From: James Barney Marsh
Posted Date: 1995/07/17

Aloha,
John Campbell's remarks on Japan buying us all up, induces me to extend an anecdote or two from my home state. That is, Hawaii. As is well known, cash rich Japanese went on a bu(bble)ying spree in Hawaii in the mid-80s, during the last endaka. Homes that normally had been in the 0.5 to 1.5 million range (actually not very high in Hawaii) suddenly began selling for 10 or more million dollars.
One place, on lease land, not fee simple, went for over 30 million. The buying spree was mostly localized in the richest neighborhoods, although one Tokyo billionaire, who owns lots of commercial land in Tokyo, bought 120 medium priced homes (normally about 500 thousand each).
There is also a strip between downtown Honolulu and Waikiki which (I left there a year ago) was completely cleared, but not redeveloped.

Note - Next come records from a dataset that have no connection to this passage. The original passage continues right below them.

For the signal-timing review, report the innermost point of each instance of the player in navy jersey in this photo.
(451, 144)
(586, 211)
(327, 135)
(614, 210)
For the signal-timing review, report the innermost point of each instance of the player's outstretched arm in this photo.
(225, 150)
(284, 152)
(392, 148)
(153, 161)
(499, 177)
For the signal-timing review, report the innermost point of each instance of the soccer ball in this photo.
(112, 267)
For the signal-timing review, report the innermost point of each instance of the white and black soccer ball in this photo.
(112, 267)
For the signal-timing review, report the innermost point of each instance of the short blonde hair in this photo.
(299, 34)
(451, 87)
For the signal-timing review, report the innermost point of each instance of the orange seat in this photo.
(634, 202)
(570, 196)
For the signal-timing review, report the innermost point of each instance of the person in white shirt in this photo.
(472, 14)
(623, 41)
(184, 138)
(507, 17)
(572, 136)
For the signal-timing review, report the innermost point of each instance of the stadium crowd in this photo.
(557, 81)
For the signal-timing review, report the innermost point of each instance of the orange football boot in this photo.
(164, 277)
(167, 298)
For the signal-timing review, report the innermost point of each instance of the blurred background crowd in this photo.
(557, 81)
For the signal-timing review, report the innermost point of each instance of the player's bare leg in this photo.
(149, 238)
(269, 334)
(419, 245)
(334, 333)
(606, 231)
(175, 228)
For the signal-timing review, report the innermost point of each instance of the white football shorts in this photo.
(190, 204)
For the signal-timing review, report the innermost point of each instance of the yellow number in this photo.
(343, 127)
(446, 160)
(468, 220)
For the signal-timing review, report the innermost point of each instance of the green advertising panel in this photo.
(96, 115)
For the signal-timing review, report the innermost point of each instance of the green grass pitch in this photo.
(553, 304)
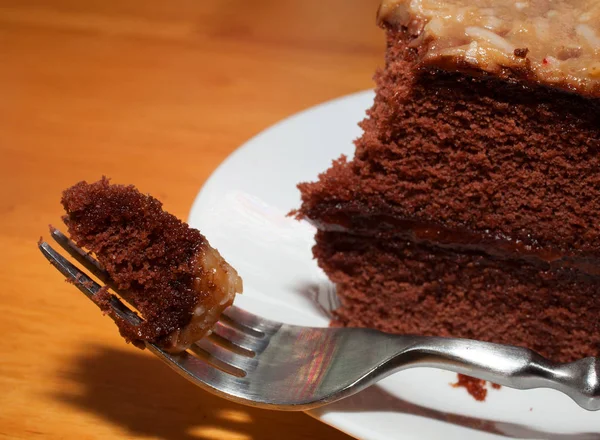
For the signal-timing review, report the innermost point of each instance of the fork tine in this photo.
(225, 356)
(81, 256)
(239, 338)
(84, 283)
(203, 374)
(253, 322)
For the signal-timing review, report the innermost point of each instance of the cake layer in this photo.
(161, 266)
(555, 43)
(386, 226)
(401, 287)
(476, 154)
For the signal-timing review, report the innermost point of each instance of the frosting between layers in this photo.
(216, 284)
(494, 245)
(556, 43)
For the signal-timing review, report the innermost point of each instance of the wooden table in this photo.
(155, 93)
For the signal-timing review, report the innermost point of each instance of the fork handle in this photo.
(505, 365)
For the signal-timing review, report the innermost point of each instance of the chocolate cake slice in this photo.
(165, 269)
(472, 205)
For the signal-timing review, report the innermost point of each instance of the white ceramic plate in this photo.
(243, 209)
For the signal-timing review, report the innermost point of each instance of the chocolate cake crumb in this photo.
(470, 209)
(475, 387)
(160, 265)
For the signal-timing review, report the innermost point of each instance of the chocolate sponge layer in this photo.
(512, 166)
(401, 287)
(148, 253)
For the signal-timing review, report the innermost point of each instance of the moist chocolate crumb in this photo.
(475, 387)
(149, 254)
(522, 52)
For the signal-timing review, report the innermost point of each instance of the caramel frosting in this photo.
(216, 284)
(551, 42)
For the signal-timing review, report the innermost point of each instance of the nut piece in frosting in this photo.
(561, 38)
(162, 267)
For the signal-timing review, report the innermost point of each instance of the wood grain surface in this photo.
(155, 93)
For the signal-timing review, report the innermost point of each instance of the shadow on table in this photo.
(378, 400)
(141, 394)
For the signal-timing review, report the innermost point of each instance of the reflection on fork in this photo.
(268, 364)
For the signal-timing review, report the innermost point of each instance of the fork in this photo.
(269, 364)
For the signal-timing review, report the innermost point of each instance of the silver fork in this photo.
(268, 364)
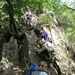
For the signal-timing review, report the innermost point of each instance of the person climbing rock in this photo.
(44, 34)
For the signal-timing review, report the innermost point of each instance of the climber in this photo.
(44, 34)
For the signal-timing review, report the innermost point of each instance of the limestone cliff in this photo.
(16, 57)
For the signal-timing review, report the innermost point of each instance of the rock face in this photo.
(24, 53)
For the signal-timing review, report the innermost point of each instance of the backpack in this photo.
(33, 68)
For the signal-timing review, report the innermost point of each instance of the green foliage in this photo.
(65, 13)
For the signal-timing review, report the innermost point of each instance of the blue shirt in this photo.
(44, 34)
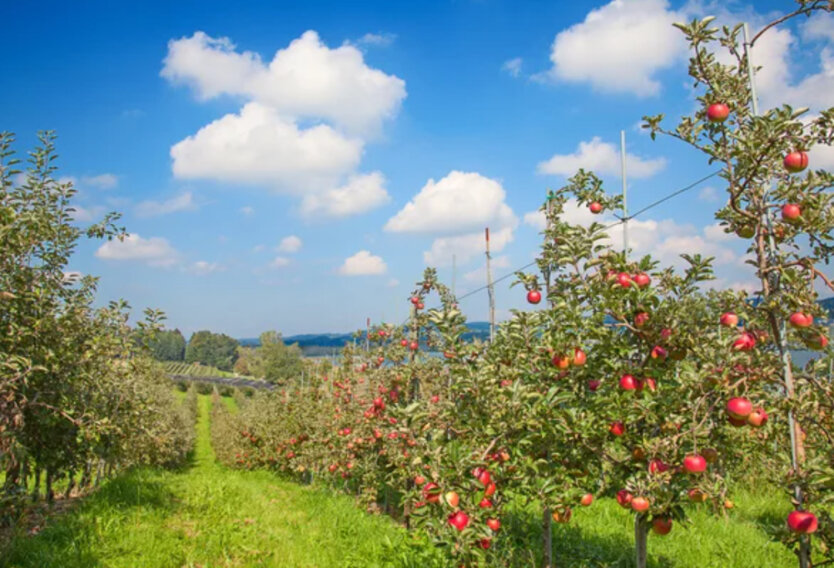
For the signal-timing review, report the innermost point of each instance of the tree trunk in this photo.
(547, 539)
(36, 490)
(50, 495)
(641, 531)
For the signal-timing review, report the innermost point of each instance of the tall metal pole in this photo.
(490, 290)
(625, 186)
(454, 272)
(781, 340)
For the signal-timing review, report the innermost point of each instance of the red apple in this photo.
(802, 522)
(796, 162)
(628, 382)
(791, 212)
(431, 492)
(744, 342)
(657, 466)
(640, 504)
(695, 463)
(757, 418)
(624, 498)
(798, 319)
(459, 520)
(697, 496)
(718, 112)
(661, 525)
(739, 408)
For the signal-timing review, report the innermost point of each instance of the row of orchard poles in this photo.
(781, 335)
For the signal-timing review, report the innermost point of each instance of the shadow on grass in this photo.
(572, 548)
(71, 540)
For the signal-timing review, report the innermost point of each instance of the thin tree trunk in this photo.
(547, 538)
(641, 531)
(50, 495)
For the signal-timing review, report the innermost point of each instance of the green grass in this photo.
(209, 516)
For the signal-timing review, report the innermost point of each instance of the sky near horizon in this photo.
(295, 165)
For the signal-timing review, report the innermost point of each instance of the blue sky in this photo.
(294, 166)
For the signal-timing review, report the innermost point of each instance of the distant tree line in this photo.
(273, 360)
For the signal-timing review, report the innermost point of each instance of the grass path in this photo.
(209, 516)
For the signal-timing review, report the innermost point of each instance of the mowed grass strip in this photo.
(210, 516)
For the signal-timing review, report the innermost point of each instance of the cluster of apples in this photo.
(794, 162)
(741, 412)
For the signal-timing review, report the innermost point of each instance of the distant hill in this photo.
(326, 343)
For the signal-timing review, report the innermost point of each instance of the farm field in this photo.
(208, 515)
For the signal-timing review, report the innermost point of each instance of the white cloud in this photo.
(379, 40)
(260, 146)
(202, 267)
(603, 158)
(619, 47)
(183, 202)
(466, 247)
(155, 251)
(460, 202)
(289, 244)
(101, 181)
(512, 67)
(86, 215)
(363, 263)
(306, 79)
(361, 193)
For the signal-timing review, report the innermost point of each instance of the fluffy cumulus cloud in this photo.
(268, 142)
(458, 203)
(154, 251)
(512, 66)
(363, 263)
(306, 79)
(259, 146)
(182, 202)
(619, 47)
(361, 193)
(203, 268)
(101, 181)
(664, 239)
(290, 244)
(601, 157)
(455, 210)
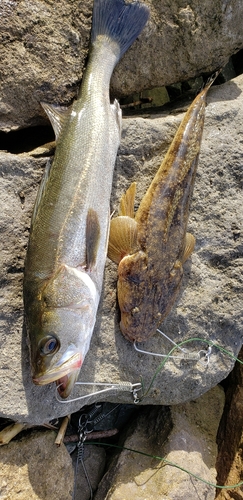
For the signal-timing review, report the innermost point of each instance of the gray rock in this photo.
(191, 445)
(94, 458)
(209, 305)
(44, 46)
(35, 468)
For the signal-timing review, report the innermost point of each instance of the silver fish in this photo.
(69, 231)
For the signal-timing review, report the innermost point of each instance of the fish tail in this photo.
(119, 21)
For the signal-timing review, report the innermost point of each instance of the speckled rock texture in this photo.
(34, 468)
(189, 442)
(44, 44)
(230, 437)
(209, 305)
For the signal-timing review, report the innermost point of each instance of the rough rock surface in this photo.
(230, 437)
(94, 458)
(44, 44)
(34, 468)
(209, 305)
(191, 445)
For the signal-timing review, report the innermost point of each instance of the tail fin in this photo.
(119, 21)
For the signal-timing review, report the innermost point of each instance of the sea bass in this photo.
(152, 246)
(69, 230)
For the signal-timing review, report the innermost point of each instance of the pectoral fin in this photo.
(92, 237)
(123, 229)
(57, 115)
(189, 246)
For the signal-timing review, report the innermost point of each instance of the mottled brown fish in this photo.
(69, 231)
(152, 246)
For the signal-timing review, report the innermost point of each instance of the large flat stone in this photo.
(209, 305)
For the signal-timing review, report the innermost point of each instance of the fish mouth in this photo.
(61, 373)
(65, 384)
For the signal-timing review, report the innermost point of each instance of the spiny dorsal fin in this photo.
(41, 190)
(127, 201)
(57, 115)
(122, 238)
(189, 246)
(115, 107)
(92, 237)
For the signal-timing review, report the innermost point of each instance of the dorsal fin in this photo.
(57, 115)
(126, 206)
(92, 237)
(41, 190)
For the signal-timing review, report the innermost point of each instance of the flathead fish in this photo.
(69, 230)
(151, 247)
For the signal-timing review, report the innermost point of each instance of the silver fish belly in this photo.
(70, 224)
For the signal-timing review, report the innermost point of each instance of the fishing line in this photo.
(111, 388)
(168, 462)
(183, 342)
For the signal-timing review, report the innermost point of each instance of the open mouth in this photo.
(65, 384)
(63, 373)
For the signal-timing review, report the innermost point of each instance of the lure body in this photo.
(151, 247)
(69, 231)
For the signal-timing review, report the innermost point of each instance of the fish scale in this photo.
(67, 247)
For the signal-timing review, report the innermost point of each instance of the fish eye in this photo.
(49, 345)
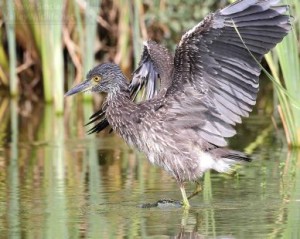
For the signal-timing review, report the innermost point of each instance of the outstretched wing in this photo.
(216, 78)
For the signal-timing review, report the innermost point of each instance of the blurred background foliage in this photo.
(47, 46)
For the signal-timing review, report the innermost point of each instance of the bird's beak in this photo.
(82, 87)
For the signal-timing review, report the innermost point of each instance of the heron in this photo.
(195, 96)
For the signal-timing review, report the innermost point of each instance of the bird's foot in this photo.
(163, 203)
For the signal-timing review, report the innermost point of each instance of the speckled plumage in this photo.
(193, 99)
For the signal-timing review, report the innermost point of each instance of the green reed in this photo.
(285, 61)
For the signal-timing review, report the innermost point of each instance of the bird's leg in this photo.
(185, 200)
(197, 190)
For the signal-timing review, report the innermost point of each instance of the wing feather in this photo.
(212, 67)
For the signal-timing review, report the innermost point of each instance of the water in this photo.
(58, 183)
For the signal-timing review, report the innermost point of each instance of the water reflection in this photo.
(55, 184)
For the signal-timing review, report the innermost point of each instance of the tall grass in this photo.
(116, 34)
(10, 29)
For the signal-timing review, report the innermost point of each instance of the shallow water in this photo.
(58, 183)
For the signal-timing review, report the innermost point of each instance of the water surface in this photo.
(58, 182)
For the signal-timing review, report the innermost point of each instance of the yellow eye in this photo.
(96, 79)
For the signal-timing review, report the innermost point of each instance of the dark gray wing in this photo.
(216, 79)
(154, 71)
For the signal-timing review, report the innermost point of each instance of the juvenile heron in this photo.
(194, 98)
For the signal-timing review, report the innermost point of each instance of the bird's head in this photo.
(106, 77)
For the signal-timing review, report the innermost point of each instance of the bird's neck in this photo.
(118, 96)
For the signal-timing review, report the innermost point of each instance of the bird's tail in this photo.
(226, 158)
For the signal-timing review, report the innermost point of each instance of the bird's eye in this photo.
(96, 78)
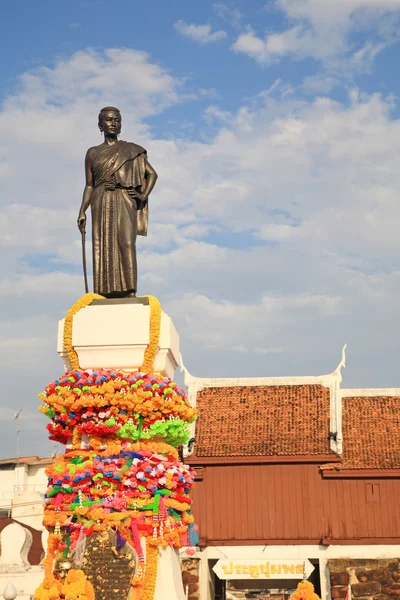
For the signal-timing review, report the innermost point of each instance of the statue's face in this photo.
(111, 123)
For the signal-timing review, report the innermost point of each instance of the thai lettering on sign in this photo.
(257, 569)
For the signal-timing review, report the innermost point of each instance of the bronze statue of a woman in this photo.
(119, 179)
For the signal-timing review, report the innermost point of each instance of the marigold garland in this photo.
(149, 584)
(83, 302)
(112, 405)
(155, 327)
(77, 587)
(304, 591)
(121, 471)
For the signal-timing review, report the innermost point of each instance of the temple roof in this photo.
(261, 420)
(371, 432)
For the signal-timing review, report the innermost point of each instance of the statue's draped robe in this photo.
(117, 218)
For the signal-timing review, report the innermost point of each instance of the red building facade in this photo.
(295, 469)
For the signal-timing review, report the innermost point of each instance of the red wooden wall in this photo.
(293, 504)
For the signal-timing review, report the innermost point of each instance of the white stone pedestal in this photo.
(115, 335)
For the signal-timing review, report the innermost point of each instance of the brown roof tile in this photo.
(371, 433)
(263, 421)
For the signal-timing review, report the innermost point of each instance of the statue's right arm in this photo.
(87, 192)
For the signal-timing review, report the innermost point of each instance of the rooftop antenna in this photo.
(17, 432)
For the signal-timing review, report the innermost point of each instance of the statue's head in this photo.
(110, 120)
(62, 567)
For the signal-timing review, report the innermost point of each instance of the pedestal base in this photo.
(114, 334)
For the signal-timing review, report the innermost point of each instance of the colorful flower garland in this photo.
(140, 489)
(121, 470)
(304, 591)
(155, 327)
(112, 404)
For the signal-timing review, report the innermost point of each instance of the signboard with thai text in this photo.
(263, 569)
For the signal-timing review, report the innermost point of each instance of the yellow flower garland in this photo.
(149, 583)
(68, 347)
(155, 327)
(304, 591)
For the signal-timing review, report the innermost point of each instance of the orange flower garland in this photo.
(77, 586)
(304, 591)
(155, 327)
(149, 583)
(127, 477)
(68, 347)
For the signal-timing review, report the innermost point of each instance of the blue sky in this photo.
(275, 131)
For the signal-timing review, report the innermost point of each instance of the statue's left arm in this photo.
(150, 178)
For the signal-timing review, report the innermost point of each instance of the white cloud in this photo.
(271, 243)
(323, 31)
(228, 13)
(202, 34)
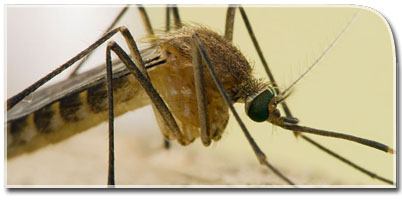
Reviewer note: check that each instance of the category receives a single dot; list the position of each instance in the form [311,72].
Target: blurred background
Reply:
[351,91]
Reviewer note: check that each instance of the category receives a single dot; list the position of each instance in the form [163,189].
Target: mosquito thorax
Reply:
[256,105]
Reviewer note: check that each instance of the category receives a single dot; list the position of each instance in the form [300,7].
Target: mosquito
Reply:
[281,100]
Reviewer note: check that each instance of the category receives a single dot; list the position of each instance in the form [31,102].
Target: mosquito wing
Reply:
[76,84]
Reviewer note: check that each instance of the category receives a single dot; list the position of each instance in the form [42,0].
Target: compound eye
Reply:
[257,108]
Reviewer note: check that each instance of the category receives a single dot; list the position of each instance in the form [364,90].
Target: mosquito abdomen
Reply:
[72,114]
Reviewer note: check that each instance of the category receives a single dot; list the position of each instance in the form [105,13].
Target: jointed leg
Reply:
[201,94]
[117,19]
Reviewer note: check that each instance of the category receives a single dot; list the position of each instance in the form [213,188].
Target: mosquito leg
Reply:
[260,155]
[117,19]
[289,114]
[167,19]
[363,141]
[109,73]
[230,13]
[150,31]
[144,80]
[176,17]
[201,95]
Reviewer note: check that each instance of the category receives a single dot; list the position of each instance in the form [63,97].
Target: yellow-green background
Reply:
[350,91]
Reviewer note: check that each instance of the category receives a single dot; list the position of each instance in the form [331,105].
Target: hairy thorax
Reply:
[174,80]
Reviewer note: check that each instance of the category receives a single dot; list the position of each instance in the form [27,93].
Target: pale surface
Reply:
[351,91]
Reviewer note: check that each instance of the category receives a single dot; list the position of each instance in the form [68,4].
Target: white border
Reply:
[390,10]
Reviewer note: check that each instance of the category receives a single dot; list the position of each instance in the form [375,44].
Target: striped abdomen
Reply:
[72,114]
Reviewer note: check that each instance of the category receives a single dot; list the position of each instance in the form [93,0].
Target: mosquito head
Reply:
[259,106]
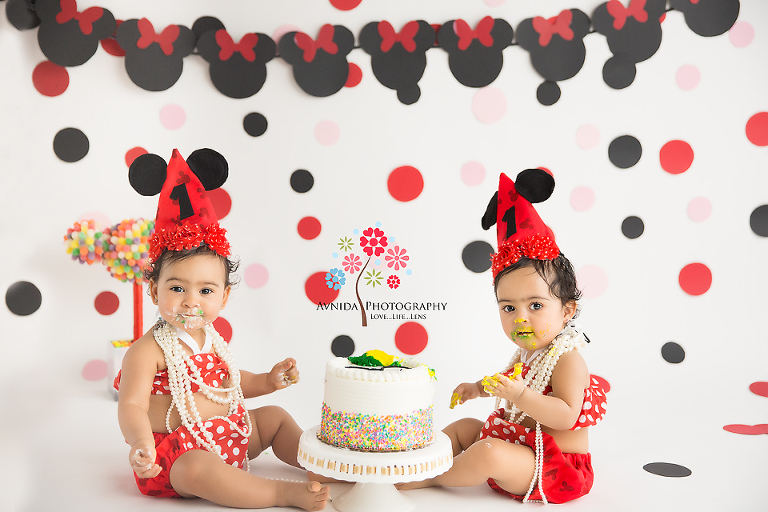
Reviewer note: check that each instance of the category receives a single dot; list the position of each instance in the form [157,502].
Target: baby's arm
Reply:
[282,375]
[559,411]
[138,372]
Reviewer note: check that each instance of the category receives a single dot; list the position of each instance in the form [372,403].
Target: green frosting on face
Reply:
[366,360]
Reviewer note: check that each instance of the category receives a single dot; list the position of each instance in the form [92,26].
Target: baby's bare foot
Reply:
[306,495]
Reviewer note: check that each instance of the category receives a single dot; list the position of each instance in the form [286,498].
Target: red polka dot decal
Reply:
[132,154]
[676,156]
[221,201]
[695,279]
[757,129]
[106,303]
[411,338]
[345,5]
[224,328]
[309,228]
[405,183]
[50,79]
[317,291]
[355,75]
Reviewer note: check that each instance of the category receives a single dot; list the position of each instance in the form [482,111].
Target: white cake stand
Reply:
[374,473]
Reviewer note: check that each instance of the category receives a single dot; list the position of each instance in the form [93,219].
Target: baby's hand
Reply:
[142,461]
[504,387]
[284,374]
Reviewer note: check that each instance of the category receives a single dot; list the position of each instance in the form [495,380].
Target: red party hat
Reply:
[519,229]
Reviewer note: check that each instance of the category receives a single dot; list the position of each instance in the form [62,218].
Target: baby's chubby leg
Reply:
[199,473]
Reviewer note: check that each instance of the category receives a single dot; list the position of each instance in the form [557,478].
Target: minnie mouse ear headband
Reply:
[185,216]
[520,230]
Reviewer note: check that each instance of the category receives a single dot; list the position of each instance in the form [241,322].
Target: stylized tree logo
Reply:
[373,244]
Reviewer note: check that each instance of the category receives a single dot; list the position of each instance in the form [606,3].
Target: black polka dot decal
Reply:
[672,352]
[255,124]
[667,469]
[632,227]
[302,181]
[477,256]
[548,93]
[342,346]
[70,145]
[758,221]
[23,298]
[625,151]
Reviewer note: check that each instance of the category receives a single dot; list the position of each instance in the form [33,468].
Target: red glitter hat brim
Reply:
[189,236]
[536,247]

Known as the "Field of Dreams," this strip had been purchased by Japanese financiers before the bubble burst; but they didn't get anything built in time. In other words, most of those big buyers took a real licking.
Although the public debate was very heated, the impact seems to have been rather small, so long as you are not in the 10 million dollar home bracket. During that time, at least 5 of my economics students did studies on the impact in a variety of other Honolulu neighborhoods where Japanese did not buy. The conclusion was, each time, that the impact may have been no more than 5% of the housing price increases that were recorded for those years.
I was living in Europe when Jean-Jacques Servan-Schreiber published his book, the American Challenge. The Americans soon will own everything. History does repeat, often both times as farce.